How to Bill a Moderate Inpatient Visit Without Losing Your Sanity (or Money)
Welcome to the world of medical billing: where paperwork grows like weeds and the codes never seem to end.
If you're a healthcare provider trying to get paid for the work you actually do, you know the struggle of billing visits accurately. Today, we're diving into one of the most common inpatient codes - the moderate patient visit.
What’s a Moderate Visit?
A moderate visit (CPT code 99222, 99232) is for an inpatient patient visit that requires a moderate amount of time or decision-making. It’s the sweet spot: not as straightforward as Level 3, but also not as intense as a Level 5. CPT code 99222 is for new inpatient encounters, while CPT code 99232 is for follow-ups. These are the patients who come in with multiple chronic issues or an acute, complicated illness. It’s a delicate balance, but bill it wrong, and you’ll either leave money on the table or risk an audit.
Let’s break it down into digestible steps so you can nail that moderate visit each time.
Step 1: Know the Criteria (2024 Edition)
Thankfully, gone are the days where you need to satisfy specific criteria across medical history, review of systems, examination, and medical decision making.
In the past, you would need: a chief complaint, an extended history of present illness (HPI), a review of 2-9 systems (ROS), at least one pertinent past, family, or social history (PFSH), as well as a detailed exam, including a range of 6-12 systems or body areas.
Now, you just need moderate medical decision making, or moderate time. Time is simple: spend at least 55 minutes during a new encounter, or 35 minutes during a follow-up. Medical decision making (MDM) is a bit more complicated.
Step 2: Master the Art of Moderate Medical Decision Making
MDM is the trickiest part, but also the most crucial. The best billers use a mix of time-based and MDM-based coding, depending on the encounter. To meet “moderate complexity,” you’ll need to address 2 out of 3 of the following:
Moderate complexity of problems
To meet a moderate level, you’ll need to be addressing multiple chronic problems, 1 acute problem, or 1 new problem with an uncertain prognosis. This last criteria is often overlooked. Abnormal lab tests? That’s a new problem with an uncertain prognosis. Spiking fevers? That’s a new problem with an uncertain prognosis. If there’s still a differential in play, and you are ordering tests to figure out the answer, you likely fall within moderate complexity of problems. Here’s the rest of the list:
- 1+ chronic illness with exacerbation, progression, or side effects
- 2+ stable chronic illnesses
- 1 undiagnosed new problem
- 1 acute illness with systemic symptoms
Moderate amount of data reviewed
You must meet 1 out of 3 of the following criteria, to qualify for moderate:
- Review of 3+ prior notes, unique tests, or ordering of tests
- Independent interpretation of tests
- Discussion of management with external physician/source
This is not overly challenging for inpatient encounters, where labs tend to be drawn daily and radiographs are common. For example, if you review the consultant’s note (1), the CBC (2), and the chem panel (3), you have already met criteria for moderate.

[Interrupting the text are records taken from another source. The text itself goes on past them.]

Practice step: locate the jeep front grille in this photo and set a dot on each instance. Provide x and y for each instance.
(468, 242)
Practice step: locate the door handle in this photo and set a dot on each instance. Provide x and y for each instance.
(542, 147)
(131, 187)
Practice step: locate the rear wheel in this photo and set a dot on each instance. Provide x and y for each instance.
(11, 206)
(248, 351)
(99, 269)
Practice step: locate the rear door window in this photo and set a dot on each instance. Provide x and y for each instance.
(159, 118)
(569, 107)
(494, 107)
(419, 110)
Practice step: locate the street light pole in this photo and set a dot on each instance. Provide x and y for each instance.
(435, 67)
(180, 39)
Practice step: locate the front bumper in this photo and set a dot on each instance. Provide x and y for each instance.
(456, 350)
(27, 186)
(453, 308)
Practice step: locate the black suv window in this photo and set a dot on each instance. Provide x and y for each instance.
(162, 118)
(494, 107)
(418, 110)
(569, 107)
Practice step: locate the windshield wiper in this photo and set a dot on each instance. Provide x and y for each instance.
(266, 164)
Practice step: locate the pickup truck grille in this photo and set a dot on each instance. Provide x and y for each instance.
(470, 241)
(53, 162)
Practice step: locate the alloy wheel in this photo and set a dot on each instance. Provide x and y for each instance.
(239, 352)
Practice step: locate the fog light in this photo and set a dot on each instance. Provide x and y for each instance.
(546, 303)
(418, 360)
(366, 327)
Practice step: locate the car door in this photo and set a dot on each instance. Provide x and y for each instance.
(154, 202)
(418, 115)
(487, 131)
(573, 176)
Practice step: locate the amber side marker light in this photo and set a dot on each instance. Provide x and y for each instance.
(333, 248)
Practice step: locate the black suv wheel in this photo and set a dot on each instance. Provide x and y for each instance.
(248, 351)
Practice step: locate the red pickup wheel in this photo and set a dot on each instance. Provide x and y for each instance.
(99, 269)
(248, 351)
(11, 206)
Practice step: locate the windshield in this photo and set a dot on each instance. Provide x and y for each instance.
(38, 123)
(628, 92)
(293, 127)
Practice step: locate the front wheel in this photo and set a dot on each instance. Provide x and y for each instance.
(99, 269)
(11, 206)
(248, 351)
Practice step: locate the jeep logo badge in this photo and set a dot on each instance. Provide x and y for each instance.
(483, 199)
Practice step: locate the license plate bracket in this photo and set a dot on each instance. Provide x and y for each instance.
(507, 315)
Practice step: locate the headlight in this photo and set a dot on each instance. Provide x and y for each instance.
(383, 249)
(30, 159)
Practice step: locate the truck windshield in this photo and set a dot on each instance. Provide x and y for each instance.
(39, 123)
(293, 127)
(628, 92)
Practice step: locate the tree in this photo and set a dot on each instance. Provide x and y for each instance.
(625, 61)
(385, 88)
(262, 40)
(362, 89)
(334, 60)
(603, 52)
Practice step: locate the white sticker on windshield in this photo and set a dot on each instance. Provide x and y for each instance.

Moderate risk of complications
The patient must be at moderate risk for morbidity and mortality, as a result of their condition and treatment plan.
Importantly, risk of complications is determined solely at the provider’s discretion. If you think the patient’s prognosis is guarded, and they are at moderate risk for complications, document it! (e.g., “The patient is at moderate risk for complications because…”).
Helpfully, some examples of moderate risk are provided. These include:
- Prescription drug management
- Minor surgery with risk factors
- Elective major surgery
- Social determinants of health that limit treatment
But don’t feel beholden to this list alone!
Step 3: Watch Out for Pitfalls
- Underdocumenting: If you don’t write it down, the coder can’t bill it. All those clarification requests you get in your inbox? It’s because coders cannot interpret information that’s not written, even if it's obviously so. Make sure your documentation reflects the complexity of the visit.
- Overcoding: On the other hand, overestimate the complexity, and you risk an audit. If that happens, not only are you refunding payments, but you might also be flagged for further investigation. No thanks.
- Over reliance on EMR templates: Sure, it’s convenient, but templates can lead to missing critical info. Customize them to match the complexity of each visit.
Step 4: Use an Audit Tool
Last, but not least, there are tools out there that help you review documentation before submitting your bill. Think of it as spellcheck, but for your billing codes. Running your visit through one of these could save you a world of pain later on. Most of the popular EMRs have something integrated.
Wrapping it Up: Bill Smarter, Not Harder
Billing a Level 4 visit is about playing by the rules, but knowing which rules work in your favor. It’s the difference between getting fairly compensated and giving insurers free money. Remember: detailed documentation, mix of time and MDM, and efficient use of templates can go a long way.